Malgré ce battage, je persiste à penser qu'il faut maintenir l'interdiction de principe de l'euthanasie. Quitte à "fermer les yeux" au cas par cas, avec des acquittements ou des condamnations symboliques. Légaliser l'euthanasie, c'est faire sauter une digue, et prendre le risque de se retrouver avec des comportements abominables. Imaginez, dans les maisons de retraite, la "toute vieille, qu'en finit plus de vibrer, et qu'on attend qu'elle crève, vu que c'est elle qui a l'oseille", qu'on pousse à "choisir" de partir sereinement. Parce qu'elle gêne, parce que la maison de retraite, ça coute cher et qu'il ne va rien rester en héritage. C'est sordide, mais des situations comme celle-là sont bien plus fréquentes qu'on ne le pense. Il y a aussi ces malades, qui sont parfois touchés par des passages à vide où la souffrance donne envie d'en finir définitivement, et qui finalement, surmontent la maladie et guérissent. Si l'euthanasie est légale, et même si elle est encadrée strictement, il y aura des dérives.
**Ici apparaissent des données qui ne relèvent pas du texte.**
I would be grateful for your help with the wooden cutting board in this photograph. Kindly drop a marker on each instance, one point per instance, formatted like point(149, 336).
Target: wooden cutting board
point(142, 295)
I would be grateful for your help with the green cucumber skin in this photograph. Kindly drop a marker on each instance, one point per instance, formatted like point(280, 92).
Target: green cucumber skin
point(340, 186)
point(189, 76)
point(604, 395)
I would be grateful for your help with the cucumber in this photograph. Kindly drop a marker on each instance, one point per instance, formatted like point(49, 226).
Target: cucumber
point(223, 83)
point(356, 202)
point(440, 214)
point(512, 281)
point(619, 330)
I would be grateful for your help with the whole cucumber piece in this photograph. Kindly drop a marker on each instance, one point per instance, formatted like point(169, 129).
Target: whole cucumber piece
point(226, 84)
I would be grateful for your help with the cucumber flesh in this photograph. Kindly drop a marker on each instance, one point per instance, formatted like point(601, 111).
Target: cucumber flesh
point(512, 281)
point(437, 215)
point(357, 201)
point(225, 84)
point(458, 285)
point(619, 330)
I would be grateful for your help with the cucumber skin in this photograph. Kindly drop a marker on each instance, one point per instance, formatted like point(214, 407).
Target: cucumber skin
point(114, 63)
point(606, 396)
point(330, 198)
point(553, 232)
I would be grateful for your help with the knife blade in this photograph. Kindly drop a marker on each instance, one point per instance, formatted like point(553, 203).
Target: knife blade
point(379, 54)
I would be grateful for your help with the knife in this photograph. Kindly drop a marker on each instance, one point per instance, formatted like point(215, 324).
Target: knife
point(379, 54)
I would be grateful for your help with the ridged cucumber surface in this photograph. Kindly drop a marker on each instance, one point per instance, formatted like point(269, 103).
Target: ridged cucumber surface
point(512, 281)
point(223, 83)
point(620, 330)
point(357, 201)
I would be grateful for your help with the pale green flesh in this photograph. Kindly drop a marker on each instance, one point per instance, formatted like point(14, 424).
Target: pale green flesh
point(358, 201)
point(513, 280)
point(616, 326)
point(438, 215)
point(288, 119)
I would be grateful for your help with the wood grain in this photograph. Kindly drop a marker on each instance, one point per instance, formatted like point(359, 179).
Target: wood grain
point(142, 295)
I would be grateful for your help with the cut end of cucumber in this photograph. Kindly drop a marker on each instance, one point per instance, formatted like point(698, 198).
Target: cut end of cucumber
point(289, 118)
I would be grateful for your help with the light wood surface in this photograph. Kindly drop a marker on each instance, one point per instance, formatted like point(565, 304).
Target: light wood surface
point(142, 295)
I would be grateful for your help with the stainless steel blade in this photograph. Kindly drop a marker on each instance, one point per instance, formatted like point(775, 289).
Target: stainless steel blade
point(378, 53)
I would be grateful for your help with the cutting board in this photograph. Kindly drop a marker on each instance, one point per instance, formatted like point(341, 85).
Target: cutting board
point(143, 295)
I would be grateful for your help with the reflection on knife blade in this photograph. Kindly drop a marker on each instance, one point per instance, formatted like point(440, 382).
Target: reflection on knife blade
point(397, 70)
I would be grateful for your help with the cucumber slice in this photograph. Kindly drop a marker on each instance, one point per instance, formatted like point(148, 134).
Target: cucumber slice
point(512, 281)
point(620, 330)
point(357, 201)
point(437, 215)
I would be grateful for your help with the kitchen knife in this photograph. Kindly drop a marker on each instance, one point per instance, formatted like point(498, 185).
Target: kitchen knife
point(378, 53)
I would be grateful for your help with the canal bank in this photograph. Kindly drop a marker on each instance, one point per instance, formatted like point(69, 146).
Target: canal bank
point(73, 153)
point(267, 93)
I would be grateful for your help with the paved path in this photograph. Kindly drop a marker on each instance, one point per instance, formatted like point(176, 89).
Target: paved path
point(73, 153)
Certains médicaments, pris à haute dose, provoquent un sommeil éternel et on sait tous qu'en France, les pharmacies sont parfois des distributeurs automatiques, et que personne ne s'alarme vraiment ses stocks de médicaments chez les particuliers. On prend d'un coup les médicaments d'un mois et c'est fini. Pas plus compliqué que ça. Alors pourquoi vouloir à tout prix ouvrir une brêche dangereuse, alors que les moyens existent déjà (et sont bien plus largement utilisés qu'on ne le pense) pour atteindre le résultat recherché. Pour faire un parallèle avec une actualité récente, pourquoi vouloir à tout prix une rétention de sureté contraire à nos principes constitutionnels, alors qu'on peut arriver au même résultat en utilisant les outils déjà existants.